For the Salt and Pepper Coating:
1 tablespoon salt
1 tablespoon black pepper
1 teaspoon Chinese five-spice powder (optional, for extra flavor)
1/2 teaspoon crushed red pepper flakes (optional, for heat)

For Garnish (Optional):
2-3 green onions, chopped
Fresh cilantro, chopped
Lemon wedges

Instructions:

Prepare the Chicken:
In a large bowl, mix together the flour, cornstarch, salt, black pepper, garlic powder, onion powder, and paprika (if using).
Dip the chicken pieces into the beaten egg, then coat them evenly with the flour mixture. Shake off any excess.

Heat the Oil:
Heat about 2 inches of vegetable oil in a large skillet or wok over medium-high heat.
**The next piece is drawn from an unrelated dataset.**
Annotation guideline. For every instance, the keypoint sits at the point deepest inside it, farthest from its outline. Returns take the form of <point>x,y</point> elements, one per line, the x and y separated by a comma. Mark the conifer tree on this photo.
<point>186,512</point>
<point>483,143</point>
The oil should be hot enough that it sizzles when a piece of chicken is added (around 350°F or 175°C).

Fry the Chicken:
Carefully add the chicken pieces to the hot oil in batches, avoiding overcrowding. Fry until golden brown and crispy, about 4-6 minutes per batch.
Use a slotted spoon to remove the chicken from the oil and drain on paper towels.

Prepare the Salt and Pepper Coating:
In a small bowl, mix together the salt, black pepper, Chinese five-spice powder (if using), and crushed red pepper flakes (if using).

Coat the Chicken:
While the chicken is still warm, sprinkle or toss it with the salt and pepper mixture.

Garnish and Serve:
Garnish with chopped green onions and fresh cilantro if desired.
Serve with lemon wedges on the side.

Enjoy:
Salt and Pepper Chicken is a flavorful and crispy dish that’s

perfect as an appetizer, snack, or main course. It pairs well with steamed rice or as part of a larger meal with vegetables.